Aquella noche hicieron el amor de tal forma que John acabó jadeando y tembloroso. Se había sentido como un animal, desesperado por la necesidad, desesperado por reclamarla, y ella le había respondido de la misma forma.

Hasta aquella noche, John se había sentido orgulloso cada vez que los hombres encontraban atractiva a su mujer. Pero esta vez había tenido ganas de matarlos. Nunca había sido tan claramente consciente de su verdadera intención. Se trataba de hombres casados, de hombres con hijos, de hombres cuyas esposas e hijos estaban delante. ¿Cómo iba a dejar que se marchara a Los Ángeles sin él?

Pero había algo que le daba más miedo aún, algo que le aterraba tanto que ni siquiera quería pensar en ello.
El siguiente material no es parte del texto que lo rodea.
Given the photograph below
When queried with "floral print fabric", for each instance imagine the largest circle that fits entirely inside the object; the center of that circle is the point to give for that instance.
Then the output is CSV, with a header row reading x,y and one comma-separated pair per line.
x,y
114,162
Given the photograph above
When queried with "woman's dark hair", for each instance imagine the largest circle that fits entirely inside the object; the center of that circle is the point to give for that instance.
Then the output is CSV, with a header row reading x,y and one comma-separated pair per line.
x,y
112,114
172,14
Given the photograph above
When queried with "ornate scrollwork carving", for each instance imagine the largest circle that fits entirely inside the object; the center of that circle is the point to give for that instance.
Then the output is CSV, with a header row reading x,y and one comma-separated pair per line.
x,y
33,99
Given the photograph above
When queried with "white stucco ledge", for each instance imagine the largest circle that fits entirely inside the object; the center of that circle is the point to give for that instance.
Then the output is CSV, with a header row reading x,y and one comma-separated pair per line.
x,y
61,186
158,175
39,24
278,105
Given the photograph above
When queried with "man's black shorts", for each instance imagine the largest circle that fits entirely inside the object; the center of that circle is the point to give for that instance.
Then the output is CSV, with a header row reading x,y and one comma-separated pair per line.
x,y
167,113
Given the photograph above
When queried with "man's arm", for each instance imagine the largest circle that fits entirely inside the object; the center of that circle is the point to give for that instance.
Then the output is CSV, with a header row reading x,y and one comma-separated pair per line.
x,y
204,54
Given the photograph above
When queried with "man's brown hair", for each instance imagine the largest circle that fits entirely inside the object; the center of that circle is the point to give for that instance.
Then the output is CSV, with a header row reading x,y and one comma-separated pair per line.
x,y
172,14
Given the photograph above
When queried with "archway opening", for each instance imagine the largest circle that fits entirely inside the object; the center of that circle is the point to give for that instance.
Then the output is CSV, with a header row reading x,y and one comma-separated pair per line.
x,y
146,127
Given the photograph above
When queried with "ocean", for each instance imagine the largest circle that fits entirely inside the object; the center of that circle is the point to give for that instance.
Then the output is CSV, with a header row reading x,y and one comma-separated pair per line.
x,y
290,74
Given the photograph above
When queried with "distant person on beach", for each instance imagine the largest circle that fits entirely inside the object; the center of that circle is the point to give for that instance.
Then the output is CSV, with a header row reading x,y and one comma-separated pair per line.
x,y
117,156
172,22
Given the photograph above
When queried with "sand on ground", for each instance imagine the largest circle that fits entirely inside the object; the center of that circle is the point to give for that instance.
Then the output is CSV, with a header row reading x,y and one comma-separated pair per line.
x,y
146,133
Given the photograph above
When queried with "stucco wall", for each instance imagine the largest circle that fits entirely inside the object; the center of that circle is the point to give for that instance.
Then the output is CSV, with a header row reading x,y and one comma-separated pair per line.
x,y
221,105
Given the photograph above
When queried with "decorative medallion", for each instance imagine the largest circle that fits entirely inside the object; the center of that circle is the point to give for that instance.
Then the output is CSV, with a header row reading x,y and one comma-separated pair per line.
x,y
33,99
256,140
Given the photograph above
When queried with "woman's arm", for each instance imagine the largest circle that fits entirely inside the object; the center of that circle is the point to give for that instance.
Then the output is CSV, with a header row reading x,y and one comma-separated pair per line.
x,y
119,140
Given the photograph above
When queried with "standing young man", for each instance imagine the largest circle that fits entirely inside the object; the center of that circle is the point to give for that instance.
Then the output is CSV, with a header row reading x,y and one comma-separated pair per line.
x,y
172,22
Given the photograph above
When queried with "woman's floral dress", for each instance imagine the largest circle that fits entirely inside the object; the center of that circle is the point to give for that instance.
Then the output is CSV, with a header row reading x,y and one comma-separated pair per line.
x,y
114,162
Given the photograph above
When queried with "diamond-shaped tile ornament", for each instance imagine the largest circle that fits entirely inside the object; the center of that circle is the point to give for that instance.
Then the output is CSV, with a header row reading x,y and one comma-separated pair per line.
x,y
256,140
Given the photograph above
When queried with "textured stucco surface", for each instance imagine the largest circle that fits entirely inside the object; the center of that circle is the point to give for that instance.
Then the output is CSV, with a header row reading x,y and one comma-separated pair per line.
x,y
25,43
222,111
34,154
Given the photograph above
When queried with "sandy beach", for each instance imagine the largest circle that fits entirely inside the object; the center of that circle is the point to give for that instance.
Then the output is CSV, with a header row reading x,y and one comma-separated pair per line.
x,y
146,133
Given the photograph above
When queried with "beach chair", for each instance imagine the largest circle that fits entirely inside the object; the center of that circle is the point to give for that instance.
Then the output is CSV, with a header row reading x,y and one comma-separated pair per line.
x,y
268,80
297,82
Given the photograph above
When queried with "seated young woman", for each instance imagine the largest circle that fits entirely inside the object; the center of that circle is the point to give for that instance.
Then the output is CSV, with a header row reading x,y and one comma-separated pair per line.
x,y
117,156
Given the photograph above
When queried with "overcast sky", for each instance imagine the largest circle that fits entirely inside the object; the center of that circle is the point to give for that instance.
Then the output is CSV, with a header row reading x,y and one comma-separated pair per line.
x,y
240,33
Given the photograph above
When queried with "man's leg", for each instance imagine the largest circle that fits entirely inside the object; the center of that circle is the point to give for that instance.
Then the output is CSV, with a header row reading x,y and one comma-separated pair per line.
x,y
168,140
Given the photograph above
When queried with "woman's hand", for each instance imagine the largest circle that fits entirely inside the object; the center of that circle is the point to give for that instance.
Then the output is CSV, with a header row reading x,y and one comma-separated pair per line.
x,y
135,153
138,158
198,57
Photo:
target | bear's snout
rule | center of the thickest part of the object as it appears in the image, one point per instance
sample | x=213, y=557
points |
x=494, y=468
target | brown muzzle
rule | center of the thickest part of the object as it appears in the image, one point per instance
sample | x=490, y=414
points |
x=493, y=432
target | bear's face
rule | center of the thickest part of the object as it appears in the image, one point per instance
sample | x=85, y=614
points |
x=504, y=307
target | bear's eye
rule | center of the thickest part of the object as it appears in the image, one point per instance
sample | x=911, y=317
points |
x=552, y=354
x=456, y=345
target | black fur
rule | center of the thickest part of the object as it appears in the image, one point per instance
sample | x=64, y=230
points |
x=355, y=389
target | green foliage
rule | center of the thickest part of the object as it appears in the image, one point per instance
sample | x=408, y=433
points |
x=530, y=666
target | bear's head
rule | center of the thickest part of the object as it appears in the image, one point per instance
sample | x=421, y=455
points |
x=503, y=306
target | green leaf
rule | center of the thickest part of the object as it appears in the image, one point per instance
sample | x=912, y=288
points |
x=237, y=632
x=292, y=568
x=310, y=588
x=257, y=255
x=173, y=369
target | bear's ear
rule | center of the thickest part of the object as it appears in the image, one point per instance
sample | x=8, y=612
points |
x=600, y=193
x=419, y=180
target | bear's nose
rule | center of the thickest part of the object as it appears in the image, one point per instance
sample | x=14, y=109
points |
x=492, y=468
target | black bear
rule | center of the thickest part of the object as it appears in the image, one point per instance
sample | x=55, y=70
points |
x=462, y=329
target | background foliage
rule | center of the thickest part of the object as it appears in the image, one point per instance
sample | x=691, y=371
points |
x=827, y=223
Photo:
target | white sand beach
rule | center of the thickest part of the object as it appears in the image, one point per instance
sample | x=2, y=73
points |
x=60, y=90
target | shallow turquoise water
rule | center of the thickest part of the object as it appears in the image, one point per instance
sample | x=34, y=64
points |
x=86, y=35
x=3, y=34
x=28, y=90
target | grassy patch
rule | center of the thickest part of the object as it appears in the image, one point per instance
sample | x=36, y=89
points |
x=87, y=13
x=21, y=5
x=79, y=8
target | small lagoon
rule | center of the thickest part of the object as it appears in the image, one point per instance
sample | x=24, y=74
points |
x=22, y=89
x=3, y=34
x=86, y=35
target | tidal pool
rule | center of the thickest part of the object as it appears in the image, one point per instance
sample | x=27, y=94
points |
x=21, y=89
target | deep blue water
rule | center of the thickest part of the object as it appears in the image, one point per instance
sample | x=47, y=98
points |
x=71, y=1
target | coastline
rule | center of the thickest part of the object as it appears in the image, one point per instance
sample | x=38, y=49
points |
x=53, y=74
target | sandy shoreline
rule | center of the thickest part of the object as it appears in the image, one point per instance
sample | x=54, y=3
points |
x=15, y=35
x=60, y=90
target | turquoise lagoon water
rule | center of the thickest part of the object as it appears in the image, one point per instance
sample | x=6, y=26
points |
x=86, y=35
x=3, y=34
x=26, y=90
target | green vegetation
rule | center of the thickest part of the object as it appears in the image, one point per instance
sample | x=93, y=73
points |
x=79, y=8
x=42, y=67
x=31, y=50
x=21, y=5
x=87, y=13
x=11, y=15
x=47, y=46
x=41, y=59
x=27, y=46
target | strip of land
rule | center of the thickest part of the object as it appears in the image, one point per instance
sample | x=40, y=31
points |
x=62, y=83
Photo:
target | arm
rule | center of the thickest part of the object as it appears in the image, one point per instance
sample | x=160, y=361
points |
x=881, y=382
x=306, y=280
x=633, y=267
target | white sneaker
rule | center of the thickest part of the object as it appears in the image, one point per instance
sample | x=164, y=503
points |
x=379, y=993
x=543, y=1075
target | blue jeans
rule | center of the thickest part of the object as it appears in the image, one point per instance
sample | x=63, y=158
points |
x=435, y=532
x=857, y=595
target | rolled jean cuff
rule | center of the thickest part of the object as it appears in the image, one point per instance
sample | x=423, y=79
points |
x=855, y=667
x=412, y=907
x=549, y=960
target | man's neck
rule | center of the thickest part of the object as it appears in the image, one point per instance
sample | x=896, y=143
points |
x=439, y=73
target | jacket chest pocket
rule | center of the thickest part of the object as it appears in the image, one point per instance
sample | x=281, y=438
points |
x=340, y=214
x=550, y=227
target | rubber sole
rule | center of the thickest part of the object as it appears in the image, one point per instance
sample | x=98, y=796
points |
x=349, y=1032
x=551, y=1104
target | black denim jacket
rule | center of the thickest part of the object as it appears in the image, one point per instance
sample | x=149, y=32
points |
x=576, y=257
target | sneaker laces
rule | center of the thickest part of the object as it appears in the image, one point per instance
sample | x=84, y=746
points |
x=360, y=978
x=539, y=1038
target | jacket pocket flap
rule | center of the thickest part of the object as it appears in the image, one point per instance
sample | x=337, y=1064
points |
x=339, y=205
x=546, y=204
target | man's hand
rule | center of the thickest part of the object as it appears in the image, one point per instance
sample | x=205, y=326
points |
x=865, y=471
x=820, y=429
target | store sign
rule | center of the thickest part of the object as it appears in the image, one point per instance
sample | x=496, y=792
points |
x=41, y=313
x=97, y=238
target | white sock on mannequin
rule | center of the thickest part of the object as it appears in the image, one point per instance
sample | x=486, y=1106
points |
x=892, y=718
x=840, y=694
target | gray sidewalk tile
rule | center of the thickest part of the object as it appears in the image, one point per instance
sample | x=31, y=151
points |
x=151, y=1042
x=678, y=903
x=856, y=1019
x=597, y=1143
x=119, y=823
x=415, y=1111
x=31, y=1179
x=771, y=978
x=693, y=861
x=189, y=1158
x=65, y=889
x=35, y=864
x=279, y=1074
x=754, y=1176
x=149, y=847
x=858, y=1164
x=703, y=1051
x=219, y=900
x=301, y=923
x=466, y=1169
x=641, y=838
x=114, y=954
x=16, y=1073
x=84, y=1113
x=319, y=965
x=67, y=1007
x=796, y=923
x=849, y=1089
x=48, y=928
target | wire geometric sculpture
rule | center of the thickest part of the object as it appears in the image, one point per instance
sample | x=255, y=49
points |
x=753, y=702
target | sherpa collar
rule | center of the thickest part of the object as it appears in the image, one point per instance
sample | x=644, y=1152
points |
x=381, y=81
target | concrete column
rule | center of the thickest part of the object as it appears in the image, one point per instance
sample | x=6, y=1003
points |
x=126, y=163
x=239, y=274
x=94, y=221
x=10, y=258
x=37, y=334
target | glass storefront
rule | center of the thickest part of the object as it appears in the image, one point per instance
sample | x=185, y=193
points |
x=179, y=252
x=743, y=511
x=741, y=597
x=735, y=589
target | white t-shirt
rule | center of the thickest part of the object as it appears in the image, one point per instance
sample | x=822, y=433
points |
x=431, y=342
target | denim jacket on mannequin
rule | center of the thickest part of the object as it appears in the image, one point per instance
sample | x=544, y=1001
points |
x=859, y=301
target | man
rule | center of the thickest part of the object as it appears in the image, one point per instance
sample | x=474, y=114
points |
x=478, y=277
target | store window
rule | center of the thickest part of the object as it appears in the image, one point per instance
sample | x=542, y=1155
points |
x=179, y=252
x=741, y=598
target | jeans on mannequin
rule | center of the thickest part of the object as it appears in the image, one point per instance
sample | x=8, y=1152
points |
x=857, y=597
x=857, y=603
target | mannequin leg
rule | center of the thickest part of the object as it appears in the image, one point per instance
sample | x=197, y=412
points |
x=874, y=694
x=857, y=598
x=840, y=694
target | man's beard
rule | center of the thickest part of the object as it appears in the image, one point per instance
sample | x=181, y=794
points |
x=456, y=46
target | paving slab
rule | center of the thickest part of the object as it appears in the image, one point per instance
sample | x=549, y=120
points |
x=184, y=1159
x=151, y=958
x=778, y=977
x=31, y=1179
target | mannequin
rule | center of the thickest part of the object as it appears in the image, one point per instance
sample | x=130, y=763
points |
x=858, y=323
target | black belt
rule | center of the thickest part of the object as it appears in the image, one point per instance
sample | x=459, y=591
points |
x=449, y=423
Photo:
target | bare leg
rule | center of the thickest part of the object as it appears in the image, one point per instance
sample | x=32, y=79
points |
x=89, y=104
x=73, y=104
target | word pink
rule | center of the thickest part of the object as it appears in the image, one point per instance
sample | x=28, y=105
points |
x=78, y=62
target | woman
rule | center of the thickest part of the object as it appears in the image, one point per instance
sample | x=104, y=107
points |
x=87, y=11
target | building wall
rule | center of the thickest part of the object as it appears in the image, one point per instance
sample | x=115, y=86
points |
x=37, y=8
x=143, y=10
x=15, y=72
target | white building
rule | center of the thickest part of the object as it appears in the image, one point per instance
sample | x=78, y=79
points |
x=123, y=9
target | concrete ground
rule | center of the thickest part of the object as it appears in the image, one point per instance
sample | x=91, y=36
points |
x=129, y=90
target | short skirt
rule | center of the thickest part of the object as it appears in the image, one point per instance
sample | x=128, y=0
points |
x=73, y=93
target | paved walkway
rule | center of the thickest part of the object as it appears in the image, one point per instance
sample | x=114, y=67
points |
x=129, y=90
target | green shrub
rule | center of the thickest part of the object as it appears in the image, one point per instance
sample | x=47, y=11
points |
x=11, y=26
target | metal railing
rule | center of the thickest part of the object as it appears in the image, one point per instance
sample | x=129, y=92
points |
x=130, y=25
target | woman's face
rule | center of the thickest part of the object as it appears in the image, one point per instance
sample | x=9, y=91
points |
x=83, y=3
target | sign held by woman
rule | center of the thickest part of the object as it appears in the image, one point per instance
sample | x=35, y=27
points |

John se consideraba fiel y entregado como él solo. No había nada que no fuera capaz de hacer por Amanda. Si necesitaba su hígado, ahí lo tenía. ¿Un ojo? Era suyo.

Y, aun así, en aquel momento, con su hermosa, perfecta y codiciada esposa tumbada a su lado desnuda, no era capaz de evitar que sus pensamientos vagaran por la ciudad para llegar hasta Isabel Duncan.